Üzerinden uzun zaman geçti okumamın ama ben de iki kelam etmek isterim.
Yukarıda yazılanların çoğuna katılıyorum. Kitabın özgün bir konusu var bence. Konu bitti, yazacak şey yok fantastik eserler için; elf, cüce, büyü(cülük) kullanıldı diyenler için gayet güzel, farklı bir eser. İlk 150 sayfa civarı yavaş aksa da ortalara doğru olaylar öyle hızlanıyor ki...
Sanırım hepimizin ortak noktası Sarene'nin politik anlamda kendini çok kurnaz zannetmesi (ki yazar da karakteri öyle tanımlıyor) fakat hiç de bu konuda yetkin olamaması. Birine kırk kere deli dersen deli olur sözünü anımsattı bu durum bana (tabii ki deli olmadan). Yazar sivri zekalı, olay çözücü, entrikacı olarak ne kadar hissettirmeye çalışsa da, sürekli vurgu yapsa da ne yazık ki o hissiyatı bize yaşatamamış. Özellikle değişik, çok farklı bir havası var diyebileceğim karakterler yoktu. Genelde karşımıza çıkabilecek türde, tahmin edilebilirlerdi. Raoden için de Sarene hakkında düşündüklerimin aynısını düşünüyorum hemen hemen. Keşke biz de hayal ettiğimiz şekillerde olabilmek için hiç bu kadar uğraşmak zorunda kalmasak.

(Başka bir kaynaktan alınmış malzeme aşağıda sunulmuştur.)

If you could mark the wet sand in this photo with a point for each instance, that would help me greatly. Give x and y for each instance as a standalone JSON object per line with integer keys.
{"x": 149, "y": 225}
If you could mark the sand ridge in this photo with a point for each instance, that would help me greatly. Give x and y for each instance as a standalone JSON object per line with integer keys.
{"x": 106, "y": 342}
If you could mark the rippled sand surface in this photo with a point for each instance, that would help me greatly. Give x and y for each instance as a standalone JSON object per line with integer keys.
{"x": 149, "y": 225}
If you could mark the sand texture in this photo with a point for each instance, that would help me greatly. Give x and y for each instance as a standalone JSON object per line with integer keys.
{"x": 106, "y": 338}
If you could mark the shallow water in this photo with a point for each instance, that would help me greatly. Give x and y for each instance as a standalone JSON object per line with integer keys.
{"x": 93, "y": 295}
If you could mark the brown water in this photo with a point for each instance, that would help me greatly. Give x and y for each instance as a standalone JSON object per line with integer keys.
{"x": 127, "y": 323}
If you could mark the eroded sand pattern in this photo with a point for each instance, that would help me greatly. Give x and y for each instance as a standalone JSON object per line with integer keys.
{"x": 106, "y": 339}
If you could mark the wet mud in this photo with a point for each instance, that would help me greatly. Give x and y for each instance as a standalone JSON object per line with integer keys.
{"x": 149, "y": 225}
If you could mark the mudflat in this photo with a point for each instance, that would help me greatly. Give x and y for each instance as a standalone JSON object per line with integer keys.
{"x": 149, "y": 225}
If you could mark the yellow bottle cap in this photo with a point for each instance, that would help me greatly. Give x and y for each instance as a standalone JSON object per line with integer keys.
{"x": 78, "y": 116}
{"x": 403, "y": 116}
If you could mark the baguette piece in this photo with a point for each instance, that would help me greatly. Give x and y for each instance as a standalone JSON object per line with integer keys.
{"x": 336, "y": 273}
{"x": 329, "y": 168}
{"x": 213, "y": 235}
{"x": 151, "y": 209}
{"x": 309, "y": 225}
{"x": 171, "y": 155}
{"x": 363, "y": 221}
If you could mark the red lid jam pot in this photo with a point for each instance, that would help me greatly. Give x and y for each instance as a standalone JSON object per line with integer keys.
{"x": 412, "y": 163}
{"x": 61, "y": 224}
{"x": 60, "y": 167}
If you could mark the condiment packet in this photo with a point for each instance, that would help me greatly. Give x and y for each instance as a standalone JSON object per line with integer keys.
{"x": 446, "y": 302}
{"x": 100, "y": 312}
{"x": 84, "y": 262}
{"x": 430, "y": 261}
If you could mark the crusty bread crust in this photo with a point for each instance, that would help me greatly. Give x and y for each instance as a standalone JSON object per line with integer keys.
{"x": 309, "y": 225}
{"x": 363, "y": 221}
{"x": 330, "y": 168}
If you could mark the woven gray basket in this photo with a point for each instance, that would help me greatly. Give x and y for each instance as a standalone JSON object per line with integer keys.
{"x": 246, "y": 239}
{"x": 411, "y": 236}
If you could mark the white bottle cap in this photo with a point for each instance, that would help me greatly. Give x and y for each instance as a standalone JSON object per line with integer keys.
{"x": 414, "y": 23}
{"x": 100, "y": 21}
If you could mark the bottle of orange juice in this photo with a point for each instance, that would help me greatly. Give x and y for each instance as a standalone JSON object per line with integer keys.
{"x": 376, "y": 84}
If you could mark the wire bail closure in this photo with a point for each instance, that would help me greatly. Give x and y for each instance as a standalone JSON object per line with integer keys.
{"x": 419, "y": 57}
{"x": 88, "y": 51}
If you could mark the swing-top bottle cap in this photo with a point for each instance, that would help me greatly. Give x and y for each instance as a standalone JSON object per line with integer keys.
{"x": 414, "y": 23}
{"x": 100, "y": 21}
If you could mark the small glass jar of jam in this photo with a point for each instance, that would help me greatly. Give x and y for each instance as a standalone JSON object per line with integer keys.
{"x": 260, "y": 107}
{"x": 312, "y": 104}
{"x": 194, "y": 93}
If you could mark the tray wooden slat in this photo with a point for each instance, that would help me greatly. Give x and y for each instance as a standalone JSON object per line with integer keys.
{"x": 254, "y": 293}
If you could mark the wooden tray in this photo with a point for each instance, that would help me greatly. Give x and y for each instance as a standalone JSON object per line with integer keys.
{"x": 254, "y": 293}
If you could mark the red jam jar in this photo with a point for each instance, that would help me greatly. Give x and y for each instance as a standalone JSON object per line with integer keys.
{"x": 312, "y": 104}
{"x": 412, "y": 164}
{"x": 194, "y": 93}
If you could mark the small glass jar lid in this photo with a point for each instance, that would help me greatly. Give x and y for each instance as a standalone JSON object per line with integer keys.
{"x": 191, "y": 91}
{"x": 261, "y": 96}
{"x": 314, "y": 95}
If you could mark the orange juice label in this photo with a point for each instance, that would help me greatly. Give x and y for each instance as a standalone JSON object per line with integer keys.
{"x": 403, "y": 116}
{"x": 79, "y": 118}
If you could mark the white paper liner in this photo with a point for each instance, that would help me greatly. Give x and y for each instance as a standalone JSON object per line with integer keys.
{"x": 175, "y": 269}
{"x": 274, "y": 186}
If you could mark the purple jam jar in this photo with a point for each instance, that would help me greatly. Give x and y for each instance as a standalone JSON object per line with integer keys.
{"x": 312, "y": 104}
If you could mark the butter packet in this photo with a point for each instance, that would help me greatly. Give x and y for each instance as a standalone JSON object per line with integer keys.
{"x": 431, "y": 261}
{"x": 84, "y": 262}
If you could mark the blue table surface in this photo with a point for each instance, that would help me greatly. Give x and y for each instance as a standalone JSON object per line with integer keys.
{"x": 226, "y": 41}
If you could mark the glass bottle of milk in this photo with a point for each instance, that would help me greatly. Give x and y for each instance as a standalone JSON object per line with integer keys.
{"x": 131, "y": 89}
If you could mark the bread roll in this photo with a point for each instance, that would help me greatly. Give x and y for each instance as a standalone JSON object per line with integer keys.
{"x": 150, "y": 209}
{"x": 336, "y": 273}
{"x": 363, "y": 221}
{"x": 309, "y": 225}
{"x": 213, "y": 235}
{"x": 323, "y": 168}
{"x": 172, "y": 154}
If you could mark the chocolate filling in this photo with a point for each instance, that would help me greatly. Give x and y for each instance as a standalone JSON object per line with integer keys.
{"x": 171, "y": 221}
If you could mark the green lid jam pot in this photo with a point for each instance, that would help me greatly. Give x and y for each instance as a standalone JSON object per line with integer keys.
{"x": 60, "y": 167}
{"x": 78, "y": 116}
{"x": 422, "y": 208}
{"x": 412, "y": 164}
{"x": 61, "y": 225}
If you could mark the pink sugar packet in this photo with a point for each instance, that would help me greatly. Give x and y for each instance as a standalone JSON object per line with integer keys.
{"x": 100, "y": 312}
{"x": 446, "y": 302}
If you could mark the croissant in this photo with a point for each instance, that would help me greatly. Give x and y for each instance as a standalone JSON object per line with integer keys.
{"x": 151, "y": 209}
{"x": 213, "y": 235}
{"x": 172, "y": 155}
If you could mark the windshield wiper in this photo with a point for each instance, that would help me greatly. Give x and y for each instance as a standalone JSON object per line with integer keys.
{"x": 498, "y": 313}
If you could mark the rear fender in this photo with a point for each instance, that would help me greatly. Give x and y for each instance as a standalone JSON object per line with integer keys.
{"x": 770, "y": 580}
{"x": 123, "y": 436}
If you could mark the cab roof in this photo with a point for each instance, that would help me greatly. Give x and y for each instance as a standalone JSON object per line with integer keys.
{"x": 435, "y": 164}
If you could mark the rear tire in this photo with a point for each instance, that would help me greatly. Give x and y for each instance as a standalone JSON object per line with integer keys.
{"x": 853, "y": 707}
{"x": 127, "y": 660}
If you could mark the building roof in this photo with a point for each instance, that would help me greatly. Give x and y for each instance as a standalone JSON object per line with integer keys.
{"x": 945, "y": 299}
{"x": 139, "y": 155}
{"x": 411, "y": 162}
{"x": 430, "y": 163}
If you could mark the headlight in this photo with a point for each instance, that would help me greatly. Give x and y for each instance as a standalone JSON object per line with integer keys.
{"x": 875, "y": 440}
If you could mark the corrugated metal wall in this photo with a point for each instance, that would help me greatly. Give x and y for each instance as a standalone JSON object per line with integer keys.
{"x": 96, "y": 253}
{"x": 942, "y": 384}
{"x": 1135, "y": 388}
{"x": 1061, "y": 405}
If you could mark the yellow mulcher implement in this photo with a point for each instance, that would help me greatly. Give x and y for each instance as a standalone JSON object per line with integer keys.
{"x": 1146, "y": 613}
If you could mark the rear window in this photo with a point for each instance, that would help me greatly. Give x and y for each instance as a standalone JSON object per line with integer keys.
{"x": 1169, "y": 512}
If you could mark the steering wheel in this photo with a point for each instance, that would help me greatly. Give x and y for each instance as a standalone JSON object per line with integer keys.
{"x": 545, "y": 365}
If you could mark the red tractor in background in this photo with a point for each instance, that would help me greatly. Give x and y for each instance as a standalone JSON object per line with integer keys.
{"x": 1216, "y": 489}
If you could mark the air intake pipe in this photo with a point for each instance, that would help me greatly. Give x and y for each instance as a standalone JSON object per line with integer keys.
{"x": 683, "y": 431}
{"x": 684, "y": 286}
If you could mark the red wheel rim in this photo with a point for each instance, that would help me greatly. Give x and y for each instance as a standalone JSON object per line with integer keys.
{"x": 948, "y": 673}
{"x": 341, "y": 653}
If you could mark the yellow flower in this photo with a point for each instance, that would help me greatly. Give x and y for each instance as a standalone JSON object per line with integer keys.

Olayın çözümü de biraz basit geldi bana. Ne bileyim daha vurucu, hiç beklemedik bir yerden sonuç beklerdim. "Açılmış bir kitap sayfası gibi okunmayı bekliyordu" sorun.
Kitaptaki betimlemeler gayet hoştu, akıcılık yerindeydi; hiç sıkılmadım desem yeridir. Yeni dinler yaratması yazarın gayet hoşuma gitti; bazı anlamlar çıkarabileceğimiz güzel noktalar vardı. Bildiğim kadarıyla ilk eseri yazarın. Bu nedenle bazı aksaklıklar olabilir; ama okunması gerektiğini düşünüyorum bunca niteliksiz eserler arasında. Diğer eserlerini de okumak için etki bıraktı bende; okuyacağım da.